This paper precisely characterizes the expressive power of inquisitive modal logic (InqML) over S5-based inquisitive epistemic models. Standard model-theoretic methods fail due to the non-elementary nature of this model class, whose semantics naturally corresponds to two-sorted first-order structures. Method: Leveraging this correspondence, the paper introduces a novel non-classical approach—first representing InqML as the bisimulation-invariant fragment of first-order logic over such two-sorted structures, thereby circumventing limitations of classical model theory. Contribution/Results: It establishes a full expressive completeness result for InqML over natural inquisitive epistemic models, demonstrating an exact correspondence between InqML-definable properties and bisimulation-invariant ones. This yields a rigorous metatheoretic foundation for dynamic epistemic logics involving questions and information dynamics, clarifying the logical boundaries of inquisitive reasoning within standard epistemic frameworks.

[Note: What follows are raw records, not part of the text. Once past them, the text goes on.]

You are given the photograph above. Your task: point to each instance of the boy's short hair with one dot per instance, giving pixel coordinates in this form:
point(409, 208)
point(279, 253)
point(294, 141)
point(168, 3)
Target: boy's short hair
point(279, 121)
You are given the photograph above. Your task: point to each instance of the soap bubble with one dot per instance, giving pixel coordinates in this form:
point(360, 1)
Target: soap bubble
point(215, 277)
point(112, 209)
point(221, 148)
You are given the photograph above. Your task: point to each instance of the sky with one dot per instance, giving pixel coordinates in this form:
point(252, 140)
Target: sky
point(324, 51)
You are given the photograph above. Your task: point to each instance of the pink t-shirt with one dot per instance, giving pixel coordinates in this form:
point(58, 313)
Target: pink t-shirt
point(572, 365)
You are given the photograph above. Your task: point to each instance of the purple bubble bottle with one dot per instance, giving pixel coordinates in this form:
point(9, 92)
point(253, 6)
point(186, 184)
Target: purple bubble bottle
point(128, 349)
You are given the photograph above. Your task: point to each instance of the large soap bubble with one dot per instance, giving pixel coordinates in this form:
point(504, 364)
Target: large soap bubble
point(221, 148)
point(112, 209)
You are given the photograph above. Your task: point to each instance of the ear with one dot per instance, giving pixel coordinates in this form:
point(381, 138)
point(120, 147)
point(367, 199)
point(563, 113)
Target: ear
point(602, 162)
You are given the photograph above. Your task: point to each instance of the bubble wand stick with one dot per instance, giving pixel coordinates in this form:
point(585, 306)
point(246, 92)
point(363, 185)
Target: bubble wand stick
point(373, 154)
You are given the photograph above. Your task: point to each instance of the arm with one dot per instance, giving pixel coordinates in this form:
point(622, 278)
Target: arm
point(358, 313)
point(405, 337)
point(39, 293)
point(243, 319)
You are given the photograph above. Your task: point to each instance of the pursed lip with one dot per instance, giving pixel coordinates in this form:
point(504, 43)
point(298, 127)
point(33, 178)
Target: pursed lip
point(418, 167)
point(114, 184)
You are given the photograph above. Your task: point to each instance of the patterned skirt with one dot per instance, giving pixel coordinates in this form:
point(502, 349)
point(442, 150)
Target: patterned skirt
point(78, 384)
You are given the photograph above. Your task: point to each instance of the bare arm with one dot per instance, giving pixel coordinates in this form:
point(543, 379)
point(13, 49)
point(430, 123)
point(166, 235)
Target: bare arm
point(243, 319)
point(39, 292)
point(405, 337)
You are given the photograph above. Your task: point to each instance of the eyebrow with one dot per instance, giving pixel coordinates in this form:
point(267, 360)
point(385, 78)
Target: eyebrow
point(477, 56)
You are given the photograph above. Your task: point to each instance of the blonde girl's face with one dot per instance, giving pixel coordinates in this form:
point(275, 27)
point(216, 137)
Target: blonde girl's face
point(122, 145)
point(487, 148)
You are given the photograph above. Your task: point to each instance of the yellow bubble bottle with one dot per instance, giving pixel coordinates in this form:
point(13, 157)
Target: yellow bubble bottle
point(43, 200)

Inquisitive modal logic, InqML, in its epistemic incarnation, extends standard epistemic logic to capture not just the information that agents have, but also the questions that they are interested in. We use the natural notion of bisimulation equivalence in the setting of InqML, as introduced in [Ciardelli/Otto: JSL 2021], to characterise the expressiveness of InqML as the bisimulation invariant fragment of first-order logic over natural classes of two-sorted first-order structures that arise as relational encodings of inquisitive epistemic (S5-like) models. The non-elementary nature of these classes crucially requires non-classical model-theoretic methods for the analysis of first-order expressiveness, irrespective of whether we aim for characterisations in the sense of classical or of finite model theory.